Wednesday, October 26, 2022

Asymptotic Probability of not finding a pair

Consider the problem of finding the probability of not finding a pair (not two consecutive cards of the same rank) from a well shuffled pack. We already discussed this problem in this post where I could this stackexchange post that uses Generating function to solve the problem.

I was eventually able to understand the Generating function approach in the SE post. I'll postpone that for a later post as we'll be looking at something equally interesting in this post. We'll be using the usual well known approach that is indispensable in this type of problems.

Using the ideas in the SE post, we see that the probability of not finding a pair in a pack of well shuffled deck is given by the integral,

$\displaystyle \mathbb{P}(\text{No pair})=\frac{1}{52!}\int_0^\infty e^{-z} (z^4-12z^3+36z^2-24z)^{13}\,dz$

Notice that this is not exactly in the form given in the SE post but we'll probe how the two expressions are equivalent in a later post. For now, let's focus just on the integral. Let,

$\displaystyle I_{4,n}=\int_0^\infty e^{-z} (z^4-12z^3+36z^2-24z)^n\,dz$

To apply Lapalce's method, we manipulate the above like as shown below.

$\displaystyle I_{4,n}=\int_0^\infty e^{n(-z/n+\ln(z^4-12z^3+36z^2-24z))}\,dz$

We now need the value of $z=z_0$ where the function $f(z)=-z/n+\ln(z^4-12z^3+36z^2-24z)$ is maximized. Here's where things get a little interesting.

Even though, it seems to be very hard to find the exact value of $z_0$, with some experimentation, it seems $z_0 \approx 4n+3$ for large $n$.

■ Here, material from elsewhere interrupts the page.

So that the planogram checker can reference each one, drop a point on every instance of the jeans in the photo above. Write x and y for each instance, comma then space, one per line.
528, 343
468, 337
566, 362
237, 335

Expanding $f(z)$ at $z=4n+3$ and keeping terms upto $O(n^{-1})$, we see that

$\displaystyle f(z)\approx -4-\frac{3}{n}+\ln f(4n+3)-\frac{(z-4n-3)^2}{8n^2}$

Therefore,

$\displaystyle I_{4,n}\approx e^{-4n-3}(256n^4-288n^2-96n+9)^n \int_{-\infty}^\infty e^{\frac{-(z-4n-3)^2}{8n}}\,dz$

Using the Normal approximation, we then have,

$I_{4,n} \approx e^{-4n-3}(256n^4-288n^2-96n+9)^n\sqrt{2\pi}\sqrt{4n}$

Let $\mathbb{P}_{j,n}(\text{No Pair})$ be the probability of getting no pair in a pack of $nj$ cards where each card has an integer from $1$ to $n$ and each integer has $j$ cards. Then,

$\displaystyle\mathbb{P}_{j,n}(\text{No Pair})=\frac{I_{j,n}}{(nj)!}$

Using Stirling's approximation, we know that

$n!~\approx \sqrt{2\pi n}e^{-n}n^n$

Therefore,

$\displaystyle \mathbb{P}_{4,n}(\text{No Pair})\approx \frac{e^{-4n-3}(256n^4-288n^2-96n+9)^n\sqrt{2\pi}\sqrt{4n}}{\sqrt{2\pi}\sqrt{4n}e^{-4n}(4n)^{4n}}$

Simplifying further, we get

$\displaystyle \mathbb{P}_{4,n}(\text{No Pair})\approx e^{-3}\left(1-\frac{288n^2+96n-9}{256n^4}\right)^n\approx e^{-3}\left(1-\frac{9}{8n}\right)$

Doing this for different $j$, I was able to see that, in general,

$\displaystyle \mathbb{P}_{j,n}(\text{No Pair})\approx e^{1-j}\left(1-\frac{(j-1)^2}{2nj}\right)$

For example, this approximation gives $\mathbb{P}_{4,13}(\text{No Pair})\approx 0.0454785$ versus the exact value of $\mathbb{P}_{4,13}(\text{No Pair})=0.0454763$ which is extremely good.

Unfortunately, its not the case always. For example, the approximation above gives $\mathbb{P}_{13,4}(\text{No Pair})\approx 0.00000441615$ versus an actual value, given in the SE post quoted at the beginning of the post, of $0.00000118175$ which is understandable as $n$ in this case is very small.

But using the approximations $e^x\approx 1+x$ and $\ln (1-x)^{-1}\approx x+x^2/2$, we get refine our approximation to give,

$\displaystyle \mathbb{P}_{j,n}(\text{No Pair})\approx e^{-(j-1)}e^{\frac{-(j-1)^2}{2nj}}\approx \text{exp}\left(-nj \ln\left(\frac{1-j^{-1}}{n}\right)^{-1}\right)=\left(1-\frac{1-j^{-1}}{n}\right)^{nj}$

Now this 'hand-wavy' approximation gives

$\mathbb{P}_{4,13}(\text{No Pair})\approx 0.045501$ and $\mathbb{P}_{13,4}(\text{No Pair})\approx 0.00000118835$

which is much better in both the cases and gives us some us some reason to take the 'hand-waviness' seriously.

Until then
Yours Aye
Me